また、各ロータ巻線68n、68sの巻回中心軸は径方向と一致している。そして各ダイオード38,40は、ステータ12で生成される空間高調波を含む回転磁界による誘導起電力の発生により、対応するロータ巻線68n、68sに流れる電流を整流することで、ロータ14の周方向に隣り合うロータ巻線68n、68sに流れる電流の位相を、A相とB相とに交互に異ならせている。また、ダイオード38,40は、誘導起電力の発生により、対応するロータ巻線68n、68sに流れる電流を独立して整流し、各ロータ巻線68n、68sに流れる電流により生成される周方向複数個所の主突極26の磁気特性を周方向に交互に異ならせている。

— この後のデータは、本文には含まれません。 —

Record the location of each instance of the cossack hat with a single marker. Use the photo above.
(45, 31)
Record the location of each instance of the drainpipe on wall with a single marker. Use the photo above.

この構成では、ダイオード38,40の数を全体で2つに減らすことができ、ロータ14の巻線構造を簡略化することができる。
さらに、各主突極26の周方向片側面のみから補助突極44を突出させ、補助突極44で各主突極26に巻かれたロータ巻線68n、68sを各主突極26の周方向片側で先端側と根元側とに分けているが、ロータ巻線68n、68sの先端側及び根元側同士は直列に接続されている。なお、図示の例では、補助突極44は、主突極26の周方向側面に周方向に対し傾斜する方向に突出形成しているが、上記の図13に示した構成のように、補助突極44を周方向両側面に周方向に突出させ、中間部で径方向に曲げるように形成することもできる。また、図14,15に示した構成のように、補助突極44の先端部の周方向の幅を大きくすることもできる。図16、図17に示した構成の場合も、ステータ12で生成される回転磁界に含まれる空間高調波をロータ巻線68n、68sに多く鎖交させて、回転電機10のトルク及び効率を向上することができる。その他の構成及び作用は、上記の図1〜6に示した構成と同様である。
また、図18に示すように、各主突極26に巻装されたロータ巻線68n、68sごとにそれぞれ1つずつ第1ダイオード38または第2ダイオード40を短絡するように接続することもできる。その他の構成及び作用は、上記の図1〜6に示した構成、または上記の図16、図17に示した構成と同様である。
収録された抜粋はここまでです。